Saturday, 14 September 2019

How I Tried to Beat Up a Scrap Gondola

Here's an older (Roundhouse car I think) 50 foot gondola that I re-painted and lettered early this summer. As something of an experiment, I wanted to see if I could make the panels between ribs appear dented and banged up.

I started by cutting a couple of strips of .005 thickness styrene to fit in between the ribs. Then, I took the styrene strips outside and dropped them onto my concrete driveway (yes, the driveway) and rolled an old wallpaper seam roller over them a few times. Doing this embossed the styrene with little bumps from the irregularities of the concrete.

Back at the workbench, I cut the styrene strips to the required length, and glued the pieces right overtop of the original gondola panels. I then painted the gondola dark tuscan oxide, and decaled it as a Herzog (HZGX) car.

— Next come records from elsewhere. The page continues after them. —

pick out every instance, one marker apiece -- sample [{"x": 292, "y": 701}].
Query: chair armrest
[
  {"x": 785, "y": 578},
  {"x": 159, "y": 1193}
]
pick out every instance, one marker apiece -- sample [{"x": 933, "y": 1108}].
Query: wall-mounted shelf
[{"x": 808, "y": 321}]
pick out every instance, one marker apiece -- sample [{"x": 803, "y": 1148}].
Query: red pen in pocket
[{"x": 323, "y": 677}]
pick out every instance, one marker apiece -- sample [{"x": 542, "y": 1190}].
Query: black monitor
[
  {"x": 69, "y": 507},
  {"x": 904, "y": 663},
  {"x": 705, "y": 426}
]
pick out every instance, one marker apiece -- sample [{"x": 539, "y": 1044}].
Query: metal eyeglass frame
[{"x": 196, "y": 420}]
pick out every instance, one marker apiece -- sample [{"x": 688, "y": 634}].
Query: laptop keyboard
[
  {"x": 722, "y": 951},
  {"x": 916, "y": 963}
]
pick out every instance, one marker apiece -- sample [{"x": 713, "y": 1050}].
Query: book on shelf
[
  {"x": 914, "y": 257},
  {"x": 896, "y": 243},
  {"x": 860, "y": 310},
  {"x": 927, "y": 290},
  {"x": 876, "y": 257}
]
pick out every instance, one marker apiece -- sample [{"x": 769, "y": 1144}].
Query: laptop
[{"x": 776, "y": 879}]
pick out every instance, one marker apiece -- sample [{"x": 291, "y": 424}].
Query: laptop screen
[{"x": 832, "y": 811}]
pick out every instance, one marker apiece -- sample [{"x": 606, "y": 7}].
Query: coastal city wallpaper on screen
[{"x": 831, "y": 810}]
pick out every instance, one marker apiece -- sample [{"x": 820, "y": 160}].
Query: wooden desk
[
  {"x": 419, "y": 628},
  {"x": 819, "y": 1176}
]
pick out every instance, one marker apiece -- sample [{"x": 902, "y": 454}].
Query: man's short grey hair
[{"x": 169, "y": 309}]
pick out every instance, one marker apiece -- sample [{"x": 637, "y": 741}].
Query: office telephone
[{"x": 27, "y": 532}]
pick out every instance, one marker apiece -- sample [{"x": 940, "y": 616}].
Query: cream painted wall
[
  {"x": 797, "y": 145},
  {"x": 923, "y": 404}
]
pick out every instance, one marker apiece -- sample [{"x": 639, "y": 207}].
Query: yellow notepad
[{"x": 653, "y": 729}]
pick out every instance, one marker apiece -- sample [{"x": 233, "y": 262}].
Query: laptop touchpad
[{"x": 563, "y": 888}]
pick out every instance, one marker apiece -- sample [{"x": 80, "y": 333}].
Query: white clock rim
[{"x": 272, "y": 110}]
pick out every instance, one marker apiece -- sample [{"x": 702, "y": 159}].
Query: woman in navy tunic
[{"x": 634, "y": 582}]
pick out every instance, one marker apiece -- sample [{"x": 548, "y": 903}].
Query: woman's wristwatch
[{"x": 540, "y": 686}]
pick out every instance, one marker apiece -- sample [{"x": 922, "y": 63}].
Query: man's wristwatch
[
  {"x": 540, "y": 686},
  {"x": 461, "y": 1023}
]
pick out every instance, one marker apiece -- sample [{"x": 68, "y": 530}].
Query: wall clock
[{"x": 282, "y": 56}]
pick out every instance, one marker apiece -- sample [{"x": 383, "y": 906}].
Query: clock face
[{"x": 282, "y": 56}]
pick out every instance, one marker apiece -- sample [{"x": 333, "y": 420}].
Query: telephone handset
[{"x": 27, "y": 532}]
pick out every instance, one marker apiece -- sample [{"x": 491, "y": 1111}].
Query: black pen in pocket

I got a bit more creative, and sprayed the gondola with chipping fluid. I then sprayed another coat of the dark tuscan, which I promptly chipped off with a damp brush, to give the appearance of the lettering being aged and worn away.


Certainly not the greatest looking model on the layout, but it was a fun experiment to try making the panels appear banged up. I think I could get a better result if I try this again at some point.

Speaking of scrap gondolas, the local scrap recycler on the layout has become quite the busy place for me to switch out. Things didn't quite turn out exactly as I would have liked at that industry, but it's pretty good. The main issue that I have with it is that the rail entrance that I would have liked to have there just didn't have enough real estate available, so a couple of compromises had to be made.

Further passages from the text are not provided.